At the federal level, the Canadian government also updated their recommendations for everyone in healthcare settings, stating that while not enough information is known about airborne transmission, “it is prudent to continue to use fit-tested N95 respirators.”

“Health care workers can choose to wear a respirator at any time taking into account such factors as the community incidence of SARS-CoV-2, patient’s ability to tolerate a mask, patient behaviours such as shouting or heavy breathing, requirement of extensive or prolonged close proximity, and other factors,” the updated federal guidelines read. 

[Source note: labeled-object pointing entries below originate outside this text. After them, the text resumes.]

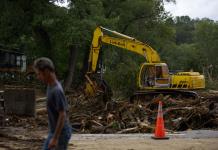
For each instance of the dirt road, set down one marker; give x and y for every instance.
(145, 144)
(19, 138)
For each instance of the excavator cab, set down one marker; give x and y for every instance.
(154, 75)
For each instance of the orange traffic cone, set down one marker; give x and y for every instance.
(159, 129)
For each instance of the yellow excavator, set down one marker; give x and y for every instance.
(154, 76)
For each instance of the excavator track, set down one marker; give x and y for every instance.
(149, 95)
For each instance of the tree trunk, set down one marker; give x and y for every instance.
(71, 68)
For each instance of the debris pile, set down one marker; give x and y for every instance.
(121, 116)
(94, 116)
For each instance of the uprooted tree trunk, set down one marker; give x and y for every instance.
(71, 68)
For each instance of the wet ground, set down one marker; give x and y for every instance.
(20, 138)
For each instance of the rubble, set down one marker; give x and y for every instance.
(96, 116)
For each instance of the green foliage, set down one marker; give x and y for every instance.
(40, 28)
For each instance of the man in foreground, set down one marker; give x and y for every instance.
(59, 127)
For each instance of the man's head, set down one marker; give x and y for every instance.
(43, 68)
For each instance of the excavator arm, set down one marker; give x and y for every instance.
(122, 41)
(95, 84)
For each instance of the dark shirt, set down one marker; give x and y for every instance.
(56, 102)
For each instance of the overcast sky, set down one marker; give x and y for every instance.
(194, 8)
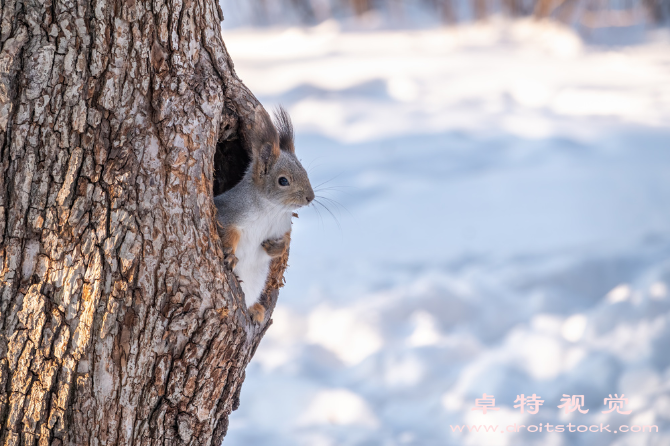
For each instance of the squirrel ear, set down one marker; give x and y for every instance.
(264, 143)
(285, 129)
(267, 156)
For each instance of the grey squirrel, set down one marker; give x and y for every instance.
(255, 215)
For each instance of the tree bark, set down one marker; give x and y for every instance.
(118, 323)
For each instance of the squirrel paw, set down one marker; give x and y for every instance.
(257, 313)
(229, 258)
(275, 247)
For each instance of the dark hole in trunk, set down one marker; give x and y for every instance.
(230, 162)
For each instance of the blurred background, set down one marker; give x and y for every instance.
(497, 182)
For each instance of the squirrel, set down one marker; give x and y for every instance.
(255, 215)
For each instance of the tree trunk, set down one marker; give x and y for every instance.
(118, 323)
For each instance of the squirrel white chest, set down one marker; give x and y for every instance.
(253, 263)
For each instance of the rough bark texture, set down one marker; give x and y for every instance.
(118, 323)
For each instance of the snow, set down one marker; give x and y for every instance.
(502, 227)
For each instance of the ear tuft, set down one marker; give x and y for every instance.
(264, 143)
(285, 129)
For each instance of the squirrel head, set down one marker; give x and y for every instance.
(275, 169)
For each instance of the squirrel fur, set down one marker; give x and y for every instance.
(255, 215)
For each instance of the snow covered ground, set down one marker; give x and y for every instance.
(503, 227)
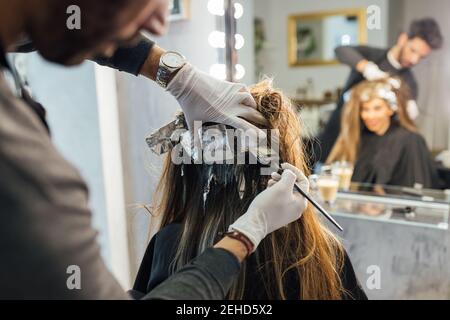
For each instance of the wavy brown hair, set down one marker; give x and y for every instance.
(347, 144)
(305, 248)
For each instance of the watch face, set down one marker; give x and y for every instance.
(173, 60)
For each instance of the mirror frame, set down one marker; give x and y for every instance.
(292, 33)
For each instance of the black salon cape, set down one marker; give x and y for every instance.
(155, 268)
(398, 158)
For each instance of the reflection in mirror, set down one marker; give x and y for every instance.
(314, 37)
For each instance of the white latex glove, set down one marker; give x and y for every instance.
(207, 99)
(373, 73)
(276, 207)
(412, 109)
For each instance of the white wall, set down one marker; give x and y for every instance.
(70, 98)
(276, 13)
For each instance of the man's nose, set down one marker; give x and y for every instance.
(156, 24)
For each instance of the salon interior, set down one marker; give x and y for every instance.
(383, 174)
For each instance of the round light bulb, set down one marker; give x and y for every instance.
(238, 10)
(240, 41)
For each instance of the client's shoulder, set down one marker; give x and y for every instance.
(168, 233)
(407, 135)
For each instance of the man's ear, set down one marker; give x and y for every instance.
(402, 39)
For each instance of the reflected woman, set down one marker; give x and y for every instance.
(380, 139)
(197, 201)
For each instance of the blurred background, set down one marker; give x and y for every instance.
(101, 122)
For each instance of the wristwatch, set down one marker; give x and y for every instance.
(236, 235)
(169, 63)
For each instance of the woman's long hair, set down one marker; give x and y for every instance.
(305, 248)
(347, 144)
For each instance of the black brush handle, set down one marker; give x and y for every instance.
(318, 207)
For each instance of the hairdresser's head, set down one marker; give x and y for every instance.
(104, 25)
(206, 199)
(423, 37)
(373, 106)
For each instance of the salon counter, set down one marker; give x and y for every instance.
(403, 238)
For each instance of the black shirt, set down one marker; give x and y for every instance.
(399, 158)
(155, 268)
(350, 56)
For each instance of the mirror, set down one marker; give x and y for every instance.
(313, 37)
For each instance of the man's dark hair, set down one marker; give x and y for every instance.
(428, 30)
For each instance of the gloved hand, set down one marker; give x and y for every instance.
(412, 109)
(276, 207)
(372, 72)
(207, 99)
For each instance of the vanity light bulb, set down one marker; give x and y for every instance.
(238, 10)
(240, 41)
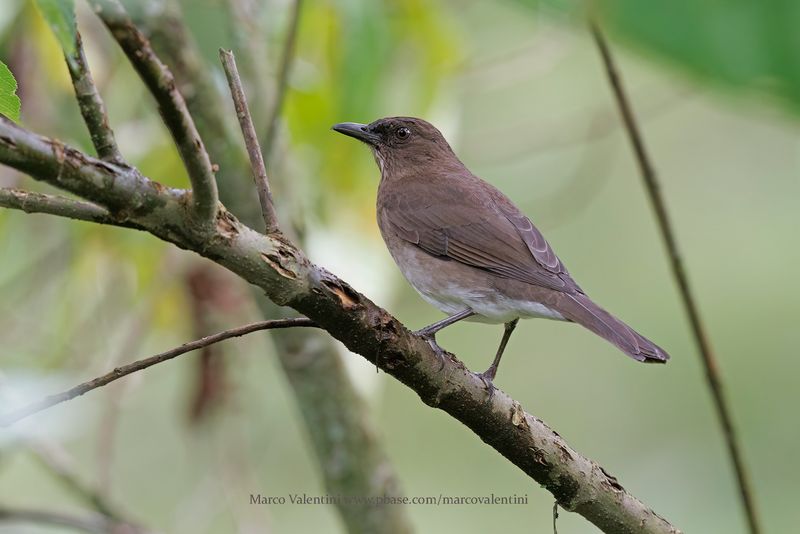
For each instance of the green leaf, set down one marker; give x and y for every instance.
(60, 15)
(9, 101)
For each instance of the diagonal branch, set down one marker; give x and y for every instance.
(161, 84)
(139, 365)
(91, 105)
(287, 277)
(287, 57)
(701, 338)
(251, 141)
(95, 523)
(31, 202)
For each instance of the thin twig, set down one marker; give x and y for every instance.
(125, 370)
(668, 234)
(282, 81)
(94, 523)
(31, 202)
(161, 84)
(91, 105)
(287, 277)
(250, 140)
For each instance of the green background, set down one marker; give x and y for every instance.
(521, 95)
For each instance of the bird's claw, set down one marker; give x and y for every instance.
(487, 377)
(431, 340)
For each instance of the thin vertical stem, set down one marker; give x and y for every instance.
(702, 340)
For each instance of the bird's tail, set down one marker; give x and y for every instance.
(580, 309)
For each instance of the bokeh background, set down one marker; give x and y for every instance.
(519, 91)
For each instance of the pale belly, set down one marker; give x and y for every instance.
(452, 287)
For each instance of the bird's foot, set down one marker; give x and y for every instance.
(431, 340)
(487, 377)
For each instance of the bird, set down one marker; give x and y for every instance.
(467, 249)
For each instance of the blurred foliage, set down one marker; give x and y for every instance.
(735, 44)
(9, 101)
(524, 102)
(60, 15)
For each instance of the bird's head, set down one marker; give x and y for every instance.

‘We don't feel like they have our backs’

Island Health has not responded to Capital Daily’s request for information in time for publication, other than stating that the guidance around N95 masks is under provincial jurisdiction. 

There is evidence that shows the health authority is working on trying to find staff to fill the impending need at hospitals and at COVID-19 testing facilities. 

One email, seen by Capital Daily, was sent to “critically trained staff” in Cowichan Valley on Dec. 20 urgently asking for more people to take on shifts at the Cowichan District Hospital, stating the emergency room and ICU is “in need over the next 2 weeks for essential support.” 

Another email sent to healthcare workers at COVID-19 testing sites by an Island Health regional manager pleads with employees to extend their shifts or start earlier over the next week. 

“We have been working hard to find some help without much success. You are all working so hard and yet I find myself in a position of needing to ask you the following,” the email reads, before going on to ask people to work more. 

While multiple sources say wait times for a COVID-19 test in the region this week have ranged from two to five days, these callouts have born some positive news: according to a statement from Island Health on Dec. 23, COVID-19 testing centres in the region will be open on Christmas Day due to increased demand. 

“On a typical weekend we would receive approximately 600 calls per day for testing,” reads the statement. “This past weekend (Dec 17-19), our call centre received approximately 2,000 calls per day. This has recently grown to more than 2,500 calls each day.”

But there is no commitment yet to improving workplace safety for hospital staff.

“What I'm hearing directly from my colleagues and from my friends is we need to feel that the government and public health have our backs. We don't feel like they have our backs with regards to not giving us N95s,” Dr. Tan said. “They’re not doing what they can outside of healthcare to keep cases down so that healthcare is protected. They just keep telling us, ‘Yeah we’re burnt out,’ but they actually have the power to do something about it and they’re not.”

N95 masks, she says, are kept under lock and key and not given to healthcare workers unless they need one for one of the specific “aerosol-generating” procedures described above. 

On Dec. 21, the provincial health officer and health minister announced a host of new restrictions in light of rapidly rising COVID-19 cases fuelled by Omicron. 

Many of those measures seem arbitrary in light of airborne transmission: closing gyms while allowing religious gatherings to continue at up to 100% capacity, and shutting down bars but allowing people to take off their masks to eat at restaurants, for example.

“We know if the virus is transmitted in the air, it doesn't matter where you are,” James said. “The virus doesn't know whether you're in church or whether you're in a gym or whether you're in a shopping mall, or in a restaurant.”

One thing James and the provincial government agree on is the fact that it is now inevitable that everyone will be exposed to COVID-19 at some point in time. 

For the upcoming holiday season, James has one more recommendation for safe gatherings, in addition to only inviting vaccinated guests and limiting the number to one household plus 10 people in accordance with provincial orders. 

“You can buy yourself one of those [air filtration systems] especially if you’re going to be having a whole bunch of people at your house,” he said, especially when it is too cold to open a window. “If people can't wear masks and they’re gathering together, that's the next best thing.”